Grebbestads IF
- Full name: Grebbestads Idrottsförening
- Nickname: GIF
- Founded: 1922
- Ground: Siljevi Grebbestad Sweden
- Chairman: Michael Torberntsson
- League: Division 2 Norra Götaland
- 2020: Division 2 Norra Götaland, 4th
| Home colours |

= Grebbestads IF =

Swedish football club

Grebbestads IF is a Swedish football club located in Grebbestad.

==Background==
In 2012 Grebbestads IF won Division 4 Bohuslän/Dalsland which is the sixth tier of Swedish football. In 2013 they played – and won – the third division Northwest Gotaland. Currently (2017) they play in the second division which is the fourth tier of Swedish football. They play their home matches at the Siljevi in Grebbestad.
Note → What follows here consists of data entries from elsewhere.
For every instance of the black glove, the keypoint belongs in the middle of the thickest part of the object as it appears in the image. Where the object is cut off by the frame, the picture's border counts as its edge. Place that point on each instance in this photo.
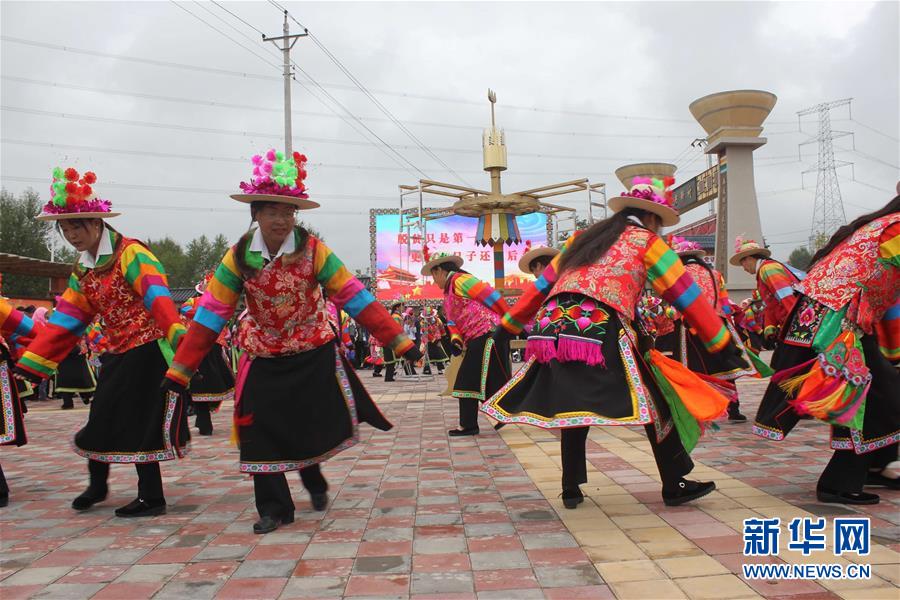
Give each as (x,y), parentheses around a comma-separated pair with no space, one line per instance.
(413,355)
(169,385)
(20,373)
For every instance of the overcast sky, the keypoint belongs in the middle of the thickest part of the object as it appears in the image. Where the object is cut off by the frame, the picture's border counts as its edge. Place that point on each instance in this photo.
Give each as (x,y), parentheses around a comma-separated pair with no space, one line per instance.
(582,88)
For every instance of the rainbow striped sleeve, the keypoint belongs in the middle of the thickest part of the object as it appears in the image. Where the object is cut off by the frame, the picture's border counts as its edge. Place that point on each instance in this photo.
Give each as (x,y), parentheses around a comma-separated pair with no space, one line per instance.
(147,277)
(349,294)
(668,277)
(69,320)
(212,312)
(15,326)
(535,293)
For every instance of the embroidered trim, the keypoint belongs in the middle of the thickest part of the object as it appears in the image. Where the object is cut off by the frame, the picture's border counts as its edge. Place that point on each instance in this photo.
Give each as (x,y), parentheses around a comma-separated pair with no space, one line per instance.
(280,467)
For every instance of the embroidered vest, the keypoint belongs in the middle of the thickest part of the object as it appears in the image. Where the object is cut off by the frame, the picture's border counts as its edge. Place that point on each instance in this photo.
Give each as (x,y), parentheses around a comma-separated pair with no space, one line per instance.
(286,309)
(852,275)
(472,318)
(126,323)
(617,278)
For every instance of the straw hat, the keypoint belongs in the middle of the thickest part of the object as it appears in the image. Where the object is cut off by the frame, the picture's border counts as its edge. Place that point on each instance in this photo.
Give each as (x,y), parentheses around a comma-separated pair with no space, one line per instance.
(652,195)
(277,179)
(72,197)
(744,248)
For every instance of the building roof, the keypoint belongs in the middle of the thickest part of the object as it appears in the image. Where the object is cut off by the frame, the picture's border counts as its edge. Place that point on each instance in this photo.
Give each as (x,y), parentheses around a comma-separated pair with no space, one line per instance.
(13,264)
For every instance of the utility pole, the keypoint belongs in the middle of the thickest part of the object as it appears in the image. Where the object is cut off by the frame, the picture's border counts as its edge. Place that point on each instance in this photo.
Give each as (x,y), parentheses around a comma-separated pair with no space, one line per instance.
(828,210)
(288,42)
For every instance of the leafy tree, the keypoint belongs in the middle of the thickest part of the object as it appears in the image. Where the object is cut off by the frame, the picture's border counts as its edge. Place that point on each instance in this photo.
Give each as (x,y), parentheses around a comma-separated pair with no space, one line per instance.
(22,234)
(800,258)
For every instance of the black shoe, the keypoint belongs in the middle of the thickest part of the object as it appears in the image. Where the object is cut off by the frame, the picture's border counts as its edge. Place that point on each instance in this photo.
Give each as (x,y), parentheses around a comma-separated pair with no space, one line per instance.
(875,478)
(836,497)
(687,491)
(319,501)
(142,508)
(462,432)
(572,498)
(88,499)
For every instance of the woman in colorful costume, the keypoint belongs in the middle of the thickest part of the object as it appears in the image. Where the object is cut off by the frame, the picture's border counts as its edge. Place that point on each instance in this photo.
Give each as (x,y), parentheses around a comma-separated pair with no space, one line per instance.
(689,349)
(775,283)
(837,357)
(117,278)
(473,310)
(298,401)
(213,382)
(16,331)
(584,366)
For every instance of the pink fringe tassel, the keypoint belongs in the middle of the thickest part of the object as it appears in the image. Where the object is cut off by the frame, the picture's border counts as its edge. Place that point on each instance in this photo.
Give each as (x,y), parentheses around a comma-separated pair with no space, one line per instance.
(580,350)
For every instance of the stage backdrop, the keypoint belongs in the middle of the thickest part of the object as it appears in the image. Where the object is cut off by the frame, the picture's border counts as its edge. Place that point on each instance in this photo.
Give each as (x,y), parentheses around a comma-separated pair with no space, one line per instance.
(397,267)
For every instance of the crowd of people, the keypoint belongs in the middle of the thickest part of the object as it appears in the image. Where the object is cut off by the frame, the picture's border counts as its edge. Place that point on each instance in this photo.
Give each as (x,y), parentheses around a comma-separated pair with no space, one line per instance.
(623,327)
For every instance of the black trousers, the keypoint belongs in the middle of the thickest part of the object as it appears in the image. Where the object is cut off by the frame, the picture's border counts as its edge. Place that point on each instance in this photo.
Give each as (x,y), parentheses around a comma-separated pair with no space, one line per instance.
(847,470)
(273,496)
(672,459)
(149,479)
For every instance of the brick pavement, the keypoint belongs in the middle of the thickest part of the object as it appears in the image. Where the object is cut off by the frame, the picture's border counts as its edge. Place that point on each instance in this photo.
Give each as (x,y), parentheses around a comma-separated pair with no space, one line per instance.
(415,514)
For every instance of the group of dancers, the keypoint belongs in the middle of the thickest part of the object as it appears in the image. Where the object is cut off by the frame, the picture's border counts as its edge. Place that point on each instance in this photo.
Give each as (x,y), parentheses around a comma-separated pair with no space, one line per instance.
(598,314)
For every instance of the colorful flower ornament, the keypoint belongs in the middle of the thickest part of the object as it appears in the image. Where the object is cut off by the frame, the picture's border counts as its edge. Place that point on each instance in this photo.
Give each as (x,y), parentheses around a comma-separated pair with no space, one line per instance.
(72,197)
(277,178)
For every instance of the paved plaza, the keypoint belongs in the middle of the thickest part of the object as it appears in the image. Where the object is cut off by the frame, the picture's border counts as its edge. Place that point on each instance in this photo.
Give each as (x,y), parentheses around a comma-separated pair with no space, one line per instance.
(415,514)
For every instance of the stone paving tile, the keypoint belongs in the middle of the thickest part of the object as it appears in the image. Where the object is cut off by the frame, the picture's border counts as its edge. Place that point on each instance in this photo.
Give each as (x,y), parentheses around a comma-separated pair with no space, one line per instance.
(414,514)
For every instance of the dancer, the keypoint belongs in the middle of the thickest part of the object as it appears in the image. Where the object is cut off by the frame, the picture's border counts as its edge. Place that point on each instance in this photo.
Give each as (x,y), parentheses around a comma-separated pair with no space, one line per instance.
(473,311)
(584,367)
(689,349)
(214,381)
(16,331)
(118,278)
(837,357)
(775,283)
(298,400)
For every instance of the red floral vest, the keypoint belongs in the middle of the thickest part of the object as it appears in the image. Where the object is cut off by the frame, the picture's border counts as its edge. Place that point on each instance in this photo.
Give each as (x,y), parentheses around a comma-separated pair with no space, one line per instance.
(126,323)
(617,278)
(286,309)
(852,275)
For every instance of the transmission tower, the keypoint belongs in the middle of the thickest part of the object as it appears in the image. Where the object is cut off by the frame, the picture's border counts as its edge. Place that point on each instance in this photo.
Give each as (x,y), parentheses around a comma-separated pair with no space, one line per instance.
(828,210)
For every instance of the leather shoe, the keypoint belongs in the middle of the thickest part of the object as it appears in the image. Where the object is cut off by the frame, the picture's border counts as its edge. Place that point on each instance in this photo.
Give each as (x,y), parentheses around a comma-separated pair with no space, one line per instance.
(687,491)
(319,501)
(837,497)
(462,432)
(572,498)
(88,499)
(268,523)
(142,508)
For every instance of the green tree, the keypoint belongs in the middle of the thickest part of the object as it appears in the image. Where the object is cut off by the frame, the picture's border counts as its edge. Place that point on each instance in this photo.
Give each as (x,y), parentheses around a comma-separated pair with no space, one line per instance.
(800,258)
(22,234)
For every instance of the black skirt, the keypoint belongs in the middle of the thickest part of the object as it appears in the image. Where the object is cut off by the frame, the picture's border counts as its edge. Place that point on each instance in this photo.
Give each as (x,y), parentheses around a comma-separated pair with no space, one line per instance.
(214,380)
(617,390)
(131,419)
(299,410)
(12,425)
(484,369)
(691,352)
(75,375)
(881,421)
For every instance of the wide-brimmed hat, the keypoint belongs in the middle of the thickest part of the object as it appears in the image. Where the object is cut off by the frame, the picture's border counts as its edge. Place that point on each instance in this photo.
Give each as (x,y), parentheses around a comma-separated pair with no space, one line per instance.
(433,260)
(685,248)
(534,253)
(72,197)
(744,248)
(652,195)
(277,178)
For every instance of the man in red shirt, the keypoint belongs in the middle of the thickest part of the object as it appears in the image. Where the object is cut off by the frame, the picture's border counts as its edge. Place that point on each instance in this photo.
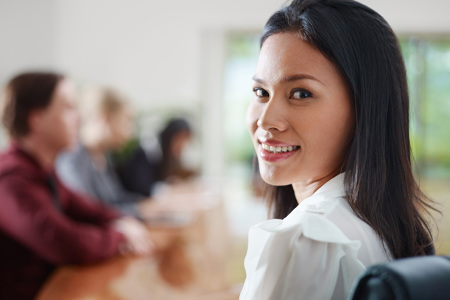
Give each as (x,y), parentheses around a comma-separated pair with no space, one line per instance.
(42,223)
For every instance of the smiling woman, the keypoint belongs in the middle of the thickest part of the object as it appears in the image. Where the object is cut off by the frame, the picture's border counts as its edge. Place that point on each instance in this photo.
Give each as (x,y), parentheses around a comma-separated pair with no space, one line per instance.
(330,126)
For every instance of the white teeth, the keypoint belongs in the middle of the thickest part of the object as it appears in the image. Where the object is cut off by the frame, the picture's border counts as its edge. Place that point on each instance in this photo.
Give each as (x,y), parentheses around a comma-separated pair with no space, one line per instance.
(279,149)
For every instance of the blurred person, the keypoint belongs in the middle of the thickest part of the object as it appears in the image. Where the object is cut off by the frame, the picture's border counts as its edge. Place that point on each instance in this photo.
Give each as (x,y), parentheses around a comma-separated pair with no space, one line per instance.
(330,126)
(43,224)
(107,124)
(146,166)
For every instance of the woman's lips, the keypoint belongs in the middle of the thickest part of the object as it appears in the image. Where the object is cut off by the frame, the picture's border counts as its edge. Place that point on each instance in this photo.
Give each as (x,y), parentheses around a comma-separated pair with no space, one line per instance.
(276,151)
The club is affiliated to Bohusläns Fotbollförbund. Grebbestads IF have competed in the Svenska Cupen on 14 occasions and have played 29 matches in the competition.

==Notable players==
Former Chelsea captain Dennis Wise played 10 games for the club in 1985.

Tobias Carlsson, David Edvardsson, and Gustav Henriksson all began their careers at the club and later played for teams in the Allsvenskan. David and Gustav also represented foreign clubs.

==Season to season==

| Season | Level | Division | Section | Position | Movements |
|---|---|---|---|---|---|
| 1993 | Tier 4 | Division 3 | Nordvästra Götaland | 12th | Relegated |
| 1994 | Tier 5 | Division 4 | Bohuslän/Dalsland | 2nd | Promotion Playoffs |
| 1995 | Tier 5 | Division 4 | Bohuslän/Dalsland | 4th | Grebbestads IF/Tanums IF |
| 1996 | Tier 5 | Division 4 | Bohuslän/Dalsland | 1st | Grebbestads IF/Tanums IF – Promoted |
| 1997 | Tier 4 | Division 3 | Nordvästra Götaland | 6th | Grebbestads IF/Tanums IF |
| 1998 | Tier 4 | Division 3 | Nordvästra Götaland | 7th | Grebbestads IF/Tanums IF |
| 1999 | Tier 4 | Division 3 | Nordvästra Götaland | 3rd |  |
| 2000 | Tier 4 | Division 3 | Nordvästra Götaland | 6th |  |
| 2001 | Tier 4 | Division 3 | Nordvästra Götaland | 7th |  |
| 2002 | Tier 4 | Division 3 | Nordvästra Götaland | 12th | Relegated |
| 2003 | Tier 5 | Division 4 | Bohuslän/Dalsland | 8th |  |
| 2004 | Tier 5 | Division 4 | Bohuslän/Dalsland | 1st | Promoted |
| 2005 | Tier 4 | Division 3 | Nordvästra Götaland | 9th |  |
| 2006* | Tier 5 | Division 3 | Nordvästra Götaland | 11th | Relegated |
| 2007 | Tier 6 | Division 4 | Bohuslän/Dalsland | 8th |  |
| 2008 | Tier 6 | Division 4 | Bohuslän/Dalsland | 5th |  |
| 2009 | Tier 6 | Division 4 | Bohuslän/Dalsland | 9th |  |
| 2010 | Tier 6 | Division 4 | Bohuslän/Dalsland | 6th |  |
| 2011 | Tier 6 | Division 4 | Bohuslän/Dalsland | 6th |  |
| 2012 | Tier 6 | Division 4 | Bohuslän/Dalsland | 1st | Promoted |
| 2013 | Tier 5 | Division 3 | Nordvästra Götaland | 1st | Promoted |
| 2014 | Tier 4 | Division 2 | Norra Götaland | 4th |  |
| 2015 | Tier 4 | Division 2 | Norra Götaland | 3rd |  |
| 2016 | Tier 4 | Division 2 | Norra Götaland | 6th |  |
| 2017 | Tier 4 | Division 2 | Norra Götaland | 1st | Promoted |
| 2018 | Tier 3 | Division 1 | Södra | 14th | Relegated |
| 2019 | Tier 4 | Division 2 | Norra Götaland | 2nd | Promotion Playoffs |
| 2020 | Tier 4 | Division 2 | Norra Götaland | 4th |  |
| 2021 | Tier 4 | Division 2 | Norra Götaland | 11th |  |

- League restructuring in 2006 resulted in a new division being created at Tier 3 and subsequent divisions dropping a level.